Sikorsky was born in Kyiv on June 6, 1889, into the family of a famous Kyiv psychiatrist and professor. His mother, Maria Sikorskaya, was a doctor who did not work by profession and instead focused on Sikorsky’s education.
During homeschooling, Maria Sikorskaya instilled in Sikorsky a great love for art, especially for the work of Leonardo da Vinci and for the stories of Jules Verne.
By the age of 12, Sikorsky had become a true follower of da Vinci and he created a small toy helicopter powered by rubber bands. Little did he know that his work as a 12-year-old boy would lay the groundwork for his defining accomplishments.
Sikorsky was educated at the best Kyiv gymnasium at that time, and later at the Naval Cadet Corps in St. Petersburg. After his education in St. Petersburg, he began studies in Paris, wherein he firmly decided that his life will be connected with engineering.
Eventually, Sikorsky returned to Ukraine and studied at the Kyiv Polytechnic Institute (KPI), where he became one of the ideological leaders of the KPI Aeronautical Circle and an active participant in Kyiv Aeronautics Society.
In 1908, Sikorsky built his first helicopter, however, it could not take flight.
The struggle compelled him to concentrate on other aircraft designs, so Sikorsky quit his studies at KPI and became the chief designer of the aviation department of the Russian-Baltic Carriage Works. While there, he increased the power, reliability, and safety of his aircraft by adding several engines to them. His invention, dubbed “Le Grand,” was the first multi-engine aircraft.

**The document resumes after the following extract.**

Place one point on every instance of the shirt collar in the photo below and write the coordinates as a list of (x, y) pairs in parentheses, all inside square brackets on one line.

In June 1914, Sikorsky and his crew made a record flight from St. Petersburg to Kyiv back to St. Petersburg. Later on, he built a four-engine aircraft called the “Ilya Muromets,” which was used as a commercial airliner and as a bomber during World War I.
In 1918, Sikorsky left Bolshevik Russia forever, emigrated first to Paris, and then later to the United States in 1919.

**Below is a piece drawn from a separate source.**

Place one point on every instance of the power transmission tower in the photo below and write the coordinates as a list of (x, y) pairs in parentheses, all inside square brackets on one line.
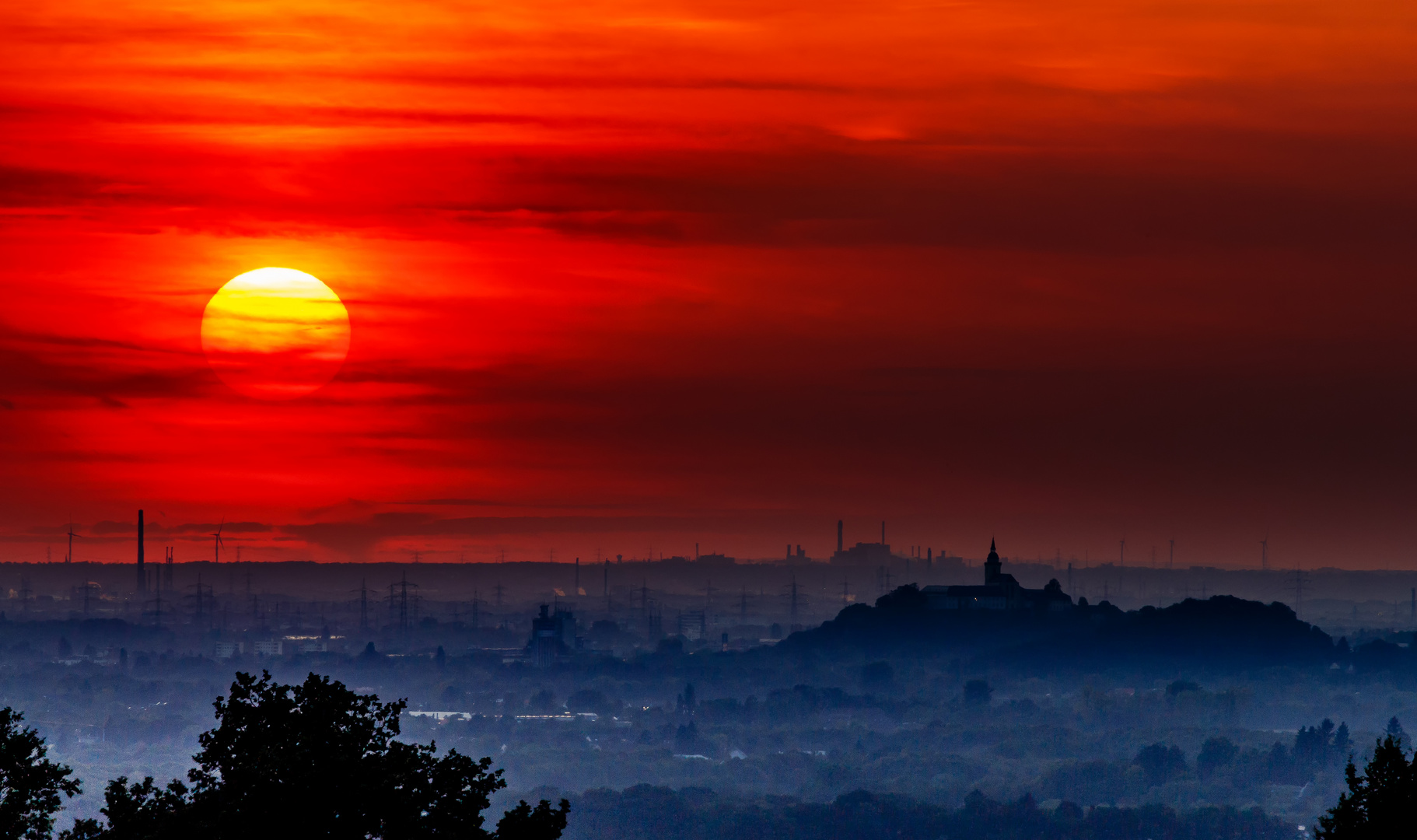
[(363, 604), (200, 595), (1298, 594)]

While in the U.S., he worked as a schoolteacher at an immigrant school and sought out opportunities in the aviation industry. In 1923, he founded the Sikorsky Aero Engineering Corporation in Stratford, Connecticut.

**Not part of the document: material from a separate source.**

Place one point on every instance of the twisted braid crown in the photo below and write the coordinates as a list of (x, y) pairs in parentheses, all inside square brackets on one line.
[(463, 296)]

While building the company, Sikorsky had the opportunity to rent a hangar at the local airport where he could buy parts and materials. About a year after starting his company, Sikorsky had created the first American Sikorsky S-29A aircraft. The twin-engine plane made many successful long-range flights, many of which Sikorsky piloted himself.
While working in the U.S., Sikorsky created 17 types of aircraft and 18 types of helicopters, most of which were mass-produced for both civilian and military purposes.
Sikorsky Aircraft is successfully operating to this day, as part of the military-industrial corporation Lockheed Martin.
Sikorsky is the namesake for the Kyiv Polytechnic Institute, a memorial bridge and an airport in Connecticut, and a street and an airport in Kyiv.
Sikorsky was inducted into the International Aviation and Space Hall of Fame, and in 2013. Flying magazine ranked Sikorsky No. 12 in its list of 51 Aviation Heroes.